Little One Lost
Little One Lost

Little One Lost: Living with Early Infant Loss, Glenda Mathes, Grandville: Reformed Fellowship Inc., 2012.  Softcover, 139 pages, $10.00.

I’ve encountered it many times as a pastor.  I’ve also experienced it personally together with my wife.  Miscarriage or “early infant loss” is a common enough phenomenon.  Though it is so common, we are hardly adept at dealing with it in a Christian way.  People don’t know what to say, they don’t how to act, and they don’t how to give comfort.  So, more often than not, people say nothing, pretend as if it didn’t happen, or undermine it.  Those who’ve experienced it may themselves be reluctant to tell others – many times a couple who have lost a baby early on won’t feel free to tell their pastor or elder either.  This book has a huge potential to change the way we view early infant loss and the way we deal with it in our Reformed churches and families.

Readers of Christian Renewal will be familiar with the author since her writing regularly appears there.  She’s a member of a United Reformed congregation in Iowa.  Little One Lost grew out of an article written for Christian Renewal some years ago.  Mathes was contacted by women who had experienced this kind of grief and their encouragement led her to write something more substantial.  In the book she draws on the experiences of others, and also that of her and her husband.

Little One Lost is written from the heart and it shows.  She writes at the end of how this book was difficult to write.  I believe it.  But just as the best sermons are those preached from the heart, so also the best and most powerful books are written by authors who care passionately about what they’re writing.

Mathes covers every aspect of this subject and does so with sensitivity.  This book is not only about miscarriage, but also about still births and sudden infant deaths.  She notes how early infant loss affects not only mothers, but also fathers, siblings, and grandparents.  She draws our attention to how abuse or abortion can complicate the grieving process.  There’s a helpful and compassionate discussion about funeral planning in these instances.  I also appreciated the way in which she identifies infertility also as a loss.  Towards the end of the book, Mathes includes a section on things that are and are not helpful to say to grieving parents (including the infamously uncompassionate “Get over it!”).

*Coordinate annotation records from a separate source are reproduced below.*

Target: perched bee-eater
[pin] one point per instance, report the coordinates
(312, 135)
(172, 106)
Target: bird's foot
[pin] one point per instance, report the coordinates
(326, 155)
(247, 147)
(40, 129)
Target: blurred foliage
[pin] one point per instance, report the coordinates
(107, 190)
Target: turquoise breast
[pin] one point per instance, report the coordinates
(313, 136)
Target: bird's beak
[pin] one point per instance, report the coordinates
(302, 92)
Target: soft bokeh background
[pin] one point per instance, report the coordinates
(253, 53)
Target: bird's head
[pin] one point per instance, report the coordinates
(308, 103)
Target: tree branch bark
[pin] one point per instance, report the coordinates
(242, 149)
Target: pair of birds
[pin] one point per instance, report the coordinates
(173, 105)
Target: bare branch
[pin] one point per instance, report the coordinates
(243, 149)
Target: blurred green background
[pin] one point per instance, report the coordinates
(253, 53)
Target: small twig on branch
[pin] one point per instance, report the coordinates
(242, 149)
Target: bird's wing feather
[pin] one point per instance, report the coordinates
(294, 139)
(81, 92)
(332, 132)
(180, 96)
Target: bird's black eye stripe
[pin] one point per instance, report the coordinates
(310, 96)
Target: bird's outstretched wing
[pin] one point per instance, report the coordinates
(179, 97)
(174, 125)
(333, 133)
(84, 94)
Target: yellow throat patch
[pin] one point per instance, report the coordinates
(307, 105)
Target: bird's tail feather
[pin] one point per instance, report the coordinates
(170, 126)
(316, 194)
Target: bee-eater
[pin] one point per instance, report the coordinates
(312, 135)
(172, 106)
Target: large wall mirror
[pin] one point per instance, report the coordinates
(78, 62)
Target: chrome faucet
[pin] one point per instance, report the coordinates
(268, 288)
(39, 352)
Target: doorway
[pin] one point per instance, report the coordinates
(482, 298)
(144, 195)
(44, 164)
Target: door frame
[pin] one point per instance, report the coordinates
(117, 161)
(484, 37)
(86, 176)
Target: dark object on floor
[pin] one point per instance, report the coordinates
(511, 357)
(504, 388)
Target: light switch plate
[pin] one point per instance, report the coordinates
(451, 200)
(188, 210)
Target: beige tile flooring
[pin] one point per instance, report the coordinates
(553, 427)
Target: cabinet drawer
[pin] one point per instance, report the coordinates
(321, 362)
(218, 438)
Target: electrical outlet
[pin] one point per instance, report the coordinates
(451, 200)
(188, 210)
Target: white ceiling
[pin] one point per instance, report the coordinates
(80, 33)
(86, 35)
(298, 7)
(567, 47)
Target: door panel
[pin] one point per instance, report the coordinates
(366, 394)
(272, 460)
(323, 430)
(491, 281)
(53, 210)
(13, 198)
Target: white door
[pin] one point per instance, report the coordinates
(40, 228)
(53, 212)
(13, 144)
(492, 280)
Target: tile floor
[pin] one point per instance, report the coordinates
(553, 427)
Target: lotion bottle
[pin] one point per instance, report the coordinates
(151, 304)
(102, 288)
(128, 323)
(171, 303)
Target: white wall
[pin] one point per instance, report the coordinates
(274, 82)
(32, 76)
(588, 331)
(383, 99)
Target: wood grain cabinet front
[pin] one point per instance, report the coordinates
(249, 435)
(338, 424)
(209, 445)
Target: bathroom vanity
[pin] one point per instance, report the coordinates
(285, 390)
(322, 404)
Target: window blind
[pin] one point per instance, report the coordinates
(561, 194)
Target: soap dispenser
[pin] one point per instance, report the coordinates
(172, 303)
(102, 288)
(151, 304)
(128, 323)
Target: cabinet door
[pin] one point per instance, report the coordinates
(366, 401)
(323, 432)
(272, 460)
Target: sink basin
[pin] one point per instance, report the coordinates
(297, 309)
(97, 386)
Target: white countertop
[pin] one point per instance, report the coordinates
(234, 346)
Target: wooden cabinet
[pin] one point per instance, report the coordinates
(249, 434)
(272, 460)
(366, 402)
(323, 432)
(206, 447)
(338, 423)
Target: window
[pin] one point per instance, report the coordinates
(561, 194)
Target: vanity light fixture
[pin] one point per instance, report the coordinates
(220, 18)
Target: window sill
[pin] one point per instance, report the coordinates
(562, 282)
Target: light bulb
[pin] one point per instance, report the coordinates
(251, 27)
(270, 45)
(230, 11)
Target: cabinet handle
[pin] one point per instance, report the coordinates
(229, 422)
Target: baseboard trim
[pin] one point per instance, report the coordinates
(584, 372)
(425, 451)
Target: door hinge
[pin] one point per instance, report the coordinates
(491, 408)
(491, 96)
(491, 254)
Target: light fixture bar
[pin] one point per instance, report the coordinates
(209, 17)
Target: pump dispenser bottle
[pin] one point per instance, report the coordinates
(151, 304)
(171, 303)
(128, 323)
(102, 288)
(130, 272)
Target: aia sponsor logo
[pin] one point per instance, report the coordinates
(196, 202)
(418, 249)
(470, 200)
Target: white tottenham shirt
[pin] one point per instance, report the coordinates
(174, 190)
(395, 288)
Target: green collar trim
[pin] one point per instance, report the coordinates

This is a very practical book.  Moreover, the author offers her practical advice and wisdom based on the teaching of Scripture and its summary in the Reformed confessions.  She has excellent chapters on biblical, covenantal, and confessional comfort.  There was only one concern that I noted.  Chapter 8 deals with the grief of fathers.  Mathes writes, “God the Father gave up his one and only Son.  He knows the pain that fathers as well as mothers feel in loss” (49).  While I’m sure that author does not subscribe to the heresy of patripassionism, these words could be misunderstood as pointing in that direction.

Little One Lost is the best book I’ve read this year – no exaggeration.  It’s highly recommended for pastors, elders, and anyone who wants to help those grieving the loss of a baby.  Those who are working their way through such a loss will also benefit.  It can sometimes be hard to work through a book of this nature, which is why I think grieving parents will really appreciate the short chapters – each one is only three or four pages.  You can work through it slowly if you have to.  This book needed to be written and I commend Glenda Mathes for writing it and Reformed Fellowship for publishing it.  I plan to keep several copies on hand.